As someone being treated for cancer at the Cross Cancer Institute here in Edmonton, I can say that I have received the best care possible from the top notch doctors and facilities right down to social services. I am treated like royalty and they make sure my mental health, financial situation and every aspect of my life is taken care of. They even provide transportation to and from the clinics. My experience has been compassionate, high quality treatment from one of the world's top cancer research facilities at U of A.

I have the most basic medical coverage you can get and I don't have to pay a cent. I am Canadian!

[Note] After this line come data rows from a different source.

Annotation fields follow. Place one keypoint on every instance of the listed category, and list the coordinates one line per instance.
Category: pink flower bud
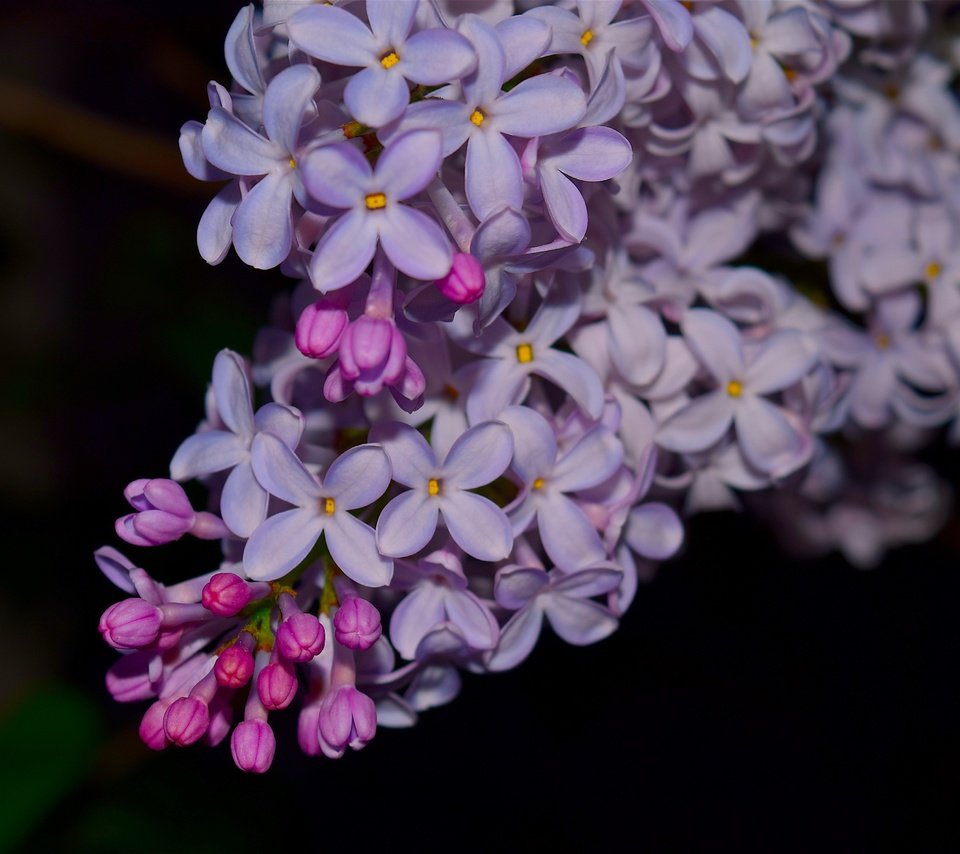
(226, 594)
(186, 720)
(130, 624)
(319, 329)
(300, 637)
(357, 623)
(350, 718)
(234, 667)
(163, 513)
(464, 283)
(277, 685)
(152, 733)
(253, 745)
(373, 351)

EDIT: Just to add some background, it all started when I was peeing some blood one morning and I walked into emergency at the Royal Alex. Within 30 minutes I was talking to several doctors and was admitted for CT scans and then a cystocopy to remove a large tumor which I received 2 days later. The followup pathology indicated high grade cancer cells in the surrounding tissue and followups with several excellent doctors followed. Home care was provided upon my release 2 days later. All at no cost to me.


----------



## bluzfish (Mar 12, 2011)

nkjanssen said:


> I wish I could say my sister was receiving the same care. Right now, we're having a very hard time to get any medical professional to give a damn about her treatment (which was recently set back by two screw-ups - wrong lab results provided to her oncologist, and then the hospital losing a sample sent for testing). There doesn't seem to be any sense of urgency, responsibility or accountability as far as I can tell.
> 
> Obviously, YMMV (and I hope it does).


I'm so sorry to hear that. What I don't understand is why I might be receiving such a different experience. I am nothing special as far as I can tell. Perhaps it's my winning smile and sparkling personality? I guess perhaps there is a problem with consistency in treatment within the system.


----------



## Milkman (Feb 2, 2006)

I spent a good deal of time in our medical system over the past few years. My wife had breast cancer and all the treatment and aftercare that goes along with that.

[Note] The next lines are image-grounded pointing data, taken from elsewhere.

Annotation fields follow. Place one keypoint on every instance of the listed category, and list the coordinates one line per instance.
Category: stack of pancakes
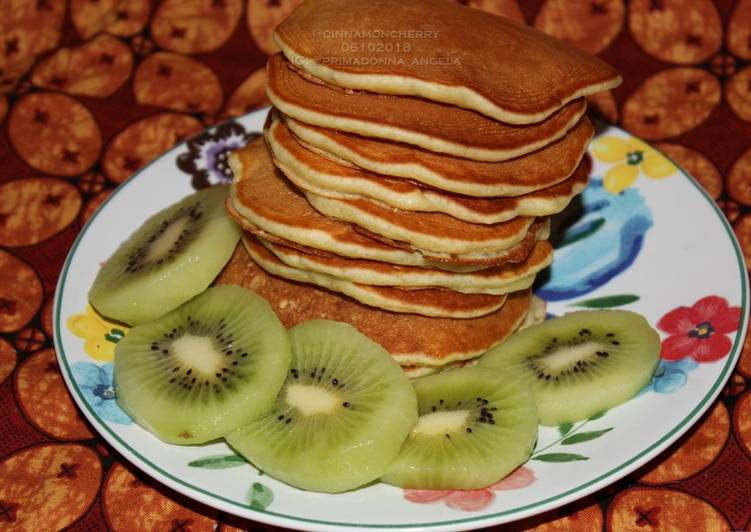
(409, 192)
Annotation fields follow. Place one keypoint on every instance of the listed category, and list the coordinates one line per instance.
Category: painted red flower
(699, 331)
(473, 500)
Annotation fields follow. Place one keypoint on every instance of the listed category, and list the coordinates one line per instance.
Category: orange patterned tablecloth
(91, 90)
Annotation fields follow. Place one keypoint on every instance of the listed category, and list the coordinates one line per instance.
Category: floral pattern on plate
(611, 250)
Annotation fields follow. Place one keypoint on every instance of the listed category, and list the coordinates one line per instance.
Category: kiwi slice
(342, 414)
(582, 363)
(476, 425)
(205, 368)
(172, 257)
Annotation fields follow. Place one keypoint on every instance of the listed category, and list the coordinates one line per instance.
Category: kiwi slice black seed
(342, 414)
(205, 368)
(172, 257)
(581, 363)
(475, 427)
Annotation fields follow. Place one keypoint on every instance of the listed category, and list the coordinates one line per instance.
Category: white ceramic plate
(659, 244)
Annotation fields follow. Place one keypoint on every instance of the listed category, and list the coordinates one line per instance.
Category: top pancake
(434, 126)
(444, 52)
(522, 175)
(320, 175)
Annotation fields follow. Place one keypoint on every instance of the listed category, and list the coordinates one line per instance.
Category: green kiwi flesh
(582, 363)
(475, 427)
(343, 412)
(171, 258)
(202, 370)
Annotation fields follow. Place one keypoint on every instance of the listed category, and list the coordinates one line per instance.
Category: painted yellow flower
(630, 157)
(100, 334)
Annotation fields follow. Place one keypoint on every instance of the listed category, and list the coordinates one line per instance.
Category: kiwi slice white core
(202, 370)
(343, 412)
(566, 359)
(476, 425)
(311, 400)
(168, 241)
(582, 363)
(441, 423)
(172, 257)
(197, 353)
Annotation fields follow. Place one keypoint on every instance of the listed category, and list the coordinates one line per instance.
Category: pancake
(319, 175)
(436, 232)
(541, 169)
(535, 315)
(265, 203)
(434, 302)
(472, 59)
(434, 126)
(498, 280)
(410, 338)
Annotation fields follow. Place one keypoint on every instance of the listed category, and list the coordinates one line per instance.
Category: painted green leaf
(581, 232)
(584, 436)
(114, 336)
(607, 301)
(219, 461)
(559, 457)
(260, 496)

She was treated and is now still monitoring things and taking the meds for a couple more years.

My impressions of her care are very favourable.

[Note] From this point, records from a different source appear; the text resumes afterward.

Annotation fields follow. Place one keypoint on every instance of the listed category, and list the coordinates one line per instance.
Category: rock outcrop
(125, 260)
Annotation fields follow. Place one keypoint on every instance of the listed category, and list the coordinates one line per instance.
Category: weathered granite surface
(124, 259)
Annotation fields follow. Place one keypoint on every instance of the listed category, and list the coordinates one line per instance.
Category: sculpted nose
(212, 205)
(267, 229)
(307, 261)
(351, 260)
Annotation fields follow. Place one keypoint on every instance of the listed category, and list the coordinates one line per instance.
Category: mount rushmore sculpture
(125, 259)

I have never watched Breaking Bad.


----------



## bluzfish (Mar 12, 2011)

Another plus for Alberta is that the U of A is widely respected throughout the world as a premier medical university breaking new ground in cancer, stem cell and diabetes treatments so they attract the best in their field, doctors and research pioneers.


----------



## Ship of fools (Nov 17, 2007)

Had great care out west here when they discovered a lump on my back 3 weeks later it was removed ( was apperently much larger underneath then they thought at first and the anethetist was kind of worry to put me under for what ever reason so a local it was and a quick slice dice and out she came only to find it was luclily pre cancerous and still have it looked at occasionally. I think we are damn lucky to have what WE HAVE HERE COMPARED TO OTHER PLACES that allow a person to die for lack of some form of health coverage, and we always see things differently because each person looks at what we have here in Canada differently. I liken it to what my wife always says, my pain level is not going to be the same as your pain level and we all have different perspectives when it comes to our loved ones and how we might percieve them as being treated by our health care and like with all things mistakes can and do happen but do you appolish the whole health care system.ship.....................ps should be going in soon for a hernia repair, which in the US would run around $ 25,000.00 for me its free here how lucky can I be oh and love the cartoon


----------



## bluzfish (Mar 12, 2011)

I still don't understand why the vast difference in treatment. My oncologist sees me personally at the beginning of each 3 week treatment phase and is available if I need to see him personally. Otherwise I go in every week for blood tests and a visit with one of his assistants who goes over everything from personal concerns to questions about my treatment.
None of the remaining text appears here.